For several years, in order to answer the market’s high demand and to reward students who have had internships experiences in Italy, CAST Alimenti has developed a receptive format able to accommodate dozens of foreign students and has developed new best practices to impart our concept of “Italianità”, of being Italian, to these foreign pupils. The application of these new formats and ideas resulted in the birth of unique courses catered to the foreign pupil, be they fresh out of college, in their senior year, or well-inserted food industry professionals.

These courses can be tailored to suit any duration requirement, from one week to several months, spanning any combination of contents and disciplines, curriculum, and duration.

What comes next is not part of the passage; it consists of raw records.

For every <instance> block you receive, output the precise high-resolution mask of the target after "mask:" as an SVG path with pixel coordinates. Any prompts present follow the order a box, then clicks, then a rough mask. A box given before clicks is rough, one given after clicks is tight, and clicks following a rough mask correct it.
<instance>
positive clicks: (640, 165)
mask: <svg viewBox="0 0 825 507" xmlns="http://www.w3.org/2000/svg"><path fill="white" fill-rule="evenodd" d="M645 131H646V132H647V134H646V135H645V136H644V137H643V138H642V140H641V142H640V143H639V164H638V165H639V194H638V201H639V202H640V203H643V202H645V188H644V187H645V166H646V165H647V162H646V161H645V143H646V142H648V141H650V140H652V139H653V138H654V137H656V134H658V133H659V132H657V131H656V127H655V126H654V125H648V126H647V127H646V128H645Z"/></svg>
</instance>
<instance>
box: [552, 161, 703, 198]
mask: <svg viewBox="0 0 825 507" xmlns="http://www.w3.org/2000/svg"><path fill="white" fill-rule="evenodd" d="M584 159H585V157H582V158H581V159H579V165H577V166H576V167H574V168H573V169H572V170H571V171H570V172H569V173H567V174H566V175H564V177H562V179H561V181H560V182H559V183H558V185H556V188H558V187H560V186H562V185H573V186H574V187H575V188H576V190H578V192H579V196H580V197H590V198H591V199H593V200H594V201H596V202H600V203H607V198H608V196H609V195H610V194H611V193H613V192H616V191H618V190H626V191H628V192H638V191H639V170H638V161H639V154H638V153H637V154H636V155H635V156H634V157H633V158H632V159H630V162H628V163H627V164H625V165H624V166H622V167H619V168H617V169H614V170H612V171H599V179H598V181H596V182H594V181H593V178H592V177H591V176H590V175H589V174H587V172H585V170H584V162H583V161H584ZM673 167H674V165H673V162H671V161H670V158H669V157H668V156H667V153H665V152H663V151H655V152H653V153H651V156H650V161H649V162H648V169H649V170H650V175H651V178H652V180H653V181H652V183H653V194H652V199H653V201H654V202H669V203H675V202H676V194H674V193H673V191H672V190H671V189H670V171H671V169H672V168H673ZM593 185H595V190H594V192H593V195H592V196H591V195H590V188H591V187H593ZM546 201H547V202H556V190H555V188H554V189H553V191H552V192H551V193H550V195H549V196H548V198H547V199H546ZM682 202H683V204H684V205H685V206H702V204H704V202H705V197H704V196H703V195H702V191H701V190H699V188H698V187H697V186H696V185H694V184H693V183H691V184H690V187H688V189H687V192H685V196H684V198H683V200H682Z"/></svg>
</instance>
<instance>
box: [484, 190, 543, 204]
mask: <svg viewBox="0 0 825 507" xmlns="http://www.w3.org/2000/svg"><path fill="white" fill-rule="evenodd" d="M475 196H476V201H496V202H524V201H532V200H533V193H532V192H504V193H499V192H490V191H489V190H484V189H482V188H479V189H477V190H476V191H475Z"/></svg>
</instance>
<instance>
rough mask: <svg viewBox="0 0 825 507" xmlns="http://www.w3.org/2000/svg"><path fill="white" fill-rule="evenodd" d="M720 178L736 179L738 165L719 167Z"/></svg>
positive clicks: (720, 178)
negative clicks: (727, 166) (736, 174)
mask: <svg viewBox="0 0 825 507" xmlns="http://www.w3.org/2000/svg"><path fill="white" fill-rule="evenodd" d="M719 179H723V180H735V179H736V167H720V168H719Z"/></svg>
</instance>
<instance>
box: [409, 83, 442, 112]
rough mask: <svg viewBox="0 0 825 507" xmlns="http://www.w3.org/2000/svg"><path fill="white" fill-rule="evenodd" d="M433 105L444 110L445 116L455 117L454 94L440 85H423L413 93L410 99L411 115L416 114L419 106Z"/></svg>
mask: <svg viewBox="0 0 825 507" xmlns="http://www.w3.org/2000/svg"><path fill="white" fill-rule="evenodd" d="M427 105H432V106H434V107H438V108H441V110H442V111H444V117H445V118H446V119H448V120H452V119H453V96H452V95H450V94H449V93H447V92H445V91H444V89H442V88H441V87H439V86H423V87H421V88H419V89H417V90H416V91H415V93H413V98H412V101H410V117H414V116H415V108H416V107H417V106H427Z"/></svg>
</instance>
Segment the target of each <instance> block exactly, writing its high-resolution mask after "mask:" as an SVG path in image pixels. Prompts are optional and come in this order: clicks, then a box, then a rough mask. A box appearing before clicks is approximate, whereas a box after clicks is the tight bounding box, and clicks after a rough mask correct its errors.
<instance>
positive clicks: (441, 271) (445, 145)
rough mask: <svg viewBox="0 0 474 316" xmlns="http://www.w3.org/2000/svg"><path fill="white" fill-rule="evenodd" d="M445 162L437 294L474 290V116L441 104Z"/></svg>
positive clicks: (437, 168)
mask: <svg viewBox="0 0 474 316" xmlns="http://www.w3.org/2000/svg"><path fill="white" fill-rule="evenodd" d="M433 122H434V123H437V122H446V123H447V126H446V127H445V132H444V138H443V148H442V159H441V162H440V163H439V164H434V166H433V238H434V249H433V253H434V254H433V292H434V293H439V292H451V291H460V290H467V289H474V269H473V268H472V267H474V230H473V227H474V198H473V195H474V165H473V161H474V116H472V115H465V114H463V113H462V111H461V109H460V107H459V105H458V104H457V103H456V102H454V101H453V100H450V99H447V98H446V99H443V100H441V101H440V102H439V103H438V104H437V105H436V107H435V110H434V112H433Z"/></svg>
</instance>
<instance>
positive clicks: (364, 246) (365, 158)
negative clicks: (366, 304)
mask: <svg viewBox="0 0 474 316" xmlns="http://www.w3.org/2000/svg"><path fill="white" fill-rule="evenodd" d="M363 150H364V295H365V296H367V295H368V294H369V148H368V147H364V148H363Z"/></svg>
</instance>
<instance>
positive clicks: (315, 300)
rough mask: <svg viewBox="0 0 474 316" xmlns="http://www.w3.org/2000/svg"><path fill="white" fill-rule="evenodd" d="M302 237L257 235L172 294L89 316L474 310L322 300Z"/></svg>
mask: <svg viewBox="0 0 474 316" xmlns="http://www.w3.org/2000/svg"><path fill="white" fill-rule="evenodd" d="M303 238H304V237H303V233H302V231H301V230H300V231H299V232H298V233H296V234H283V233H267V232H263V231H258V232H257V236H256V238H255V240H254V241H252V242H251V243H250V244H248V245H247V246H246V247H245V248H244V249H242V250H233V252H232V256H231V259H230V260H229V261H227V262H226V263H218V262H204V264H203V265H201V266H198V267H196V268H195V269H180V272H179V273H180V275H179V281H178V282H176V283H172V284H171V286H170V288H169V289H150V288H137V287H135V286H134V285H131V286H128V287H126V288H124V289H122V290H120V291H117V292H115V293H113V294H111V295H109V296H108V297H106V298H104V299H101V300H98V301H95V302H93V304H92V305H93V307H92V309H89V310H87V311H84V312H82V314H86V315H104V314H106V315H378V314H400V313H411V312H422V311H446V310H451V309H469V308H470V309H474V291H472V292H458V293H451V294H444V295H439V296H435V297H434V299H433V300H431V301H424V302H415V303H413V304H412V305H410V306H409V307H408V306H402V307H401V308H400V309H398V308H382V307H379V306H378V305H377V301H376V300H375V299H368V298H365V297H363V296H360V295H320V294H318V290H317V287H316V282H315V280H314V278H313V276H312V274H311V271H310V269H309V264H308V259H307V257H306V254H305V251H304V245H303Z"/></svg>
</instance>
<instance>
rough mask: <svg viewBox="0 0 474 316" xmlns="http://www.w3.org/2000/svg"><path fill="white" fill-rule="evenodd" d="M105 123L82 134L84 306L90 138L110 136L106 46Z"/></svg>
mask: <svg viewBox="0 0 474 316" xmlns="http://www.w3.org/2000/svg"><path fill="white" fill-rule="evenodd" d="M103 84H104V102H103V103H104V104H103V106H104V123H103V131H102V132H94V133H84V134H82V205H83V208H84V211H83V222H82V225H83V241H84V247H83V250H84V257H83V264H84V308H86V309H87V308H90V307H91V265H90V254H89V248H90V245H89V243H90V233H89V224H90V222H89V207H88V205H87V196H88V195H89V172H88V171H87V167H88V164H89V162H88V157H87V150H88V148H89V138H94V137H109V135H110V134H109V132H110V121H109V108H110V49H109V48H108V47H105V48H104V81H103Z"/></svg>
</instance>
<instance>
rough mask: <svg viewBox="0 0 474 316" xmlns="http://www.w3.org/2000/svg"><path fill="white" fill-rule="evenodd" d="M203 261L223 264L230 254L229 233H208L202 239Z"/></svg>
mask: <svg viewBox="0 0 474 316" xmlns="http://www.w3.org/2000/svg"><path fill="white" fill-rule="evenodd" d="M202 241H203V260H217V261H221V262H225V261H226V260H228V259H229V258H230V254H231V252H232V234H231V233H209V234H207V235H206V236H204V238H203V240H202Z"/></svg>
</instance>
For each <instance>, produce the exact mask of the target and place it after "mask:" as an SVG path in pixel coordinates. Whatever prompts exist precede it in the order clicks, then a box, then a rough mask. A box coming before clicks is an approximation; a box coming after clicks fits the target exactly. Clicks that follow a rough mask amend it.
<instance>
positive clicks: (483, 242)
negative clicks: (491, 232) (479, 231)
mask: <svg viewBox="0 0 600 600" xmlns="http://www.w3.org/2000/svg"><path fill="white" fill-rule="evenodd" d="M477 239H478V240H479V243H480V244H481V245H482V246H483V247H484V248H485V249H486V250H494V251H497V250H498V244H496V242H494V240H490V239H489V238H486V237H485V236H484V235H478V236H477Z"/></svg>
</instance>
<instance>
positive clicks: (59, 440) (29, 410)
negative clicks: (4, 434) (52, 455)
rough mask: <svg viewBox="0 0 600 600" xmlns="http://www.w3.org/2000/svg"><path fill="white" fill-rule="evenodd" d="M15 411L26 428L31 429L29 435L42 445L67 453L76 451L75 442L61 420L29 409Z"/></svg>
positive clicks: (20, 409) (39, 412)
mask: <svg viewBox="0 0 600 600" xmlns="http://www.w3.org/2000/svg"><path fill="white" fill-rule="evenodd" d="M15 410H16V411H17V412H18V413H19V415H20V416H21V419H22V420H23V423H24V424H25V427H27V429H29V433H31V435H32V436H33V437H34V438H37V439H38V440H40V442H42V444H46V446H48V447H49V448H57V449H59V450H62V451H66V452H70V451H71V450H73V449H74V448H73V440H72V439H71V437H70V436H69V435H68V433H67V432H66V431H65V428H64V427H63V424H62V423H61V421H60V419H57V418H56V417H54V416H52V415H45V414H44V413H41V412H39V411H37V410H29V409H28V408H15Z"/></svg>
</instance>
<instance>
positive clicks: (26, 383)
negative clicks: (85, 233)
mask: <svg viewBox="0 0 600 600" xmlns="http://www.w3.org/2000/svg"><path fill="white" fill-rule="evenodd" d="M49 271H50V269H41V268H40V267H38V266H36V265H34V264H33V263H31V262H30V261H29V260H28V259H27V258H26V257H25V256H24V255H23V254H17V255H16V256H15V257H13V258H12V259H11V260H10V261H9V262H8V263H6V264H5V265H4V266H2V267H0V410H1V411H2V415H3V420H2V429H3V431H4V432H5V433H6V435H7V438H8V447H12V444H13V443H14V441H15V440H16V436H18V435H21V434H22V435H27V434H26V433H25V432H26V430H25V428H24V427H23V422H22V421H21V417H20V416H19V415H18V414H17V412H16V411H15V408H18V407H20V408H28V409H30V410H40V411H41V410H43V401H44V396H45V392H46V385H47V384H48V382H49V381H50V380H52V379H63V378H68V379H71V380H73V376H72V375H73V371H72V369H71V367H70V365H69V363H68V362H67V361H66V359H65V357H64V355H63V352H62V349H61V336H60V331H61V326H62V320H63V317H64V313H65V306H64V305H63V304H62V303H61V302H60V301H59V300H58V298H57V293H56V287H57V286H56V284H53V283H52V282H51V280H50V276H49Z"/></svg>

One can also point a preference between how much time will be spent in class studying the theory or out in field trips witnessing first-hand how, for example, wine is made, how a pasta factory works, etc…

Always aiming to internationalize, CAST Alimenti has established a relationship of knowledge sharing with some of the most prestigious universities in the United States, fostering mutual international exchanges between students and teachers as a part of everybody’s shared goals.

In this sense, one of the most effective "outbound”  actions of CAST Alimenti with some universities in North America was just wrapped up: from the 6th to the 14th of November, chef Nicola Michieletto, faculty member at CAST Alimenti, represented the school and  its courses, to potential foreign students, in a real road-show that started on November 6th at Fanshawe College, in London Canada, on the 8th at Sinclair Community College, in Dayton Ohio, on the 9th at Johnson & Wales University, in Providence Rhode Island, and ended the 14th at Hocking College, in Nelsonville Ohio.

Chef Michieletto said that “Italian cuisine is first and foremost a way of life and culture, and as such, it can be learned only by living it where it is made, experiencing the territory with an open mind.

Our courses for Italian Cuisine, Pastry, Bakery, and Gelato have been written focusing on the importance of quality ingredients that are recognized as the heart of Italian cuisine.

From that principle, that realization, comes the high educational value of CAST Alimenti’s programs which are made even more relevant by adding direct experiences at the production plants of our sponsor companies, innovative clubs, and restaurants around the greater Milan and Brescia area, artisan laboratories, and prestigious wine cellars.

At CAST Alimenti, in fact, foreign students learn techniques and methods, but above all, they can experience the creativity and the immeasurable sensations that make Italian cuisine unique.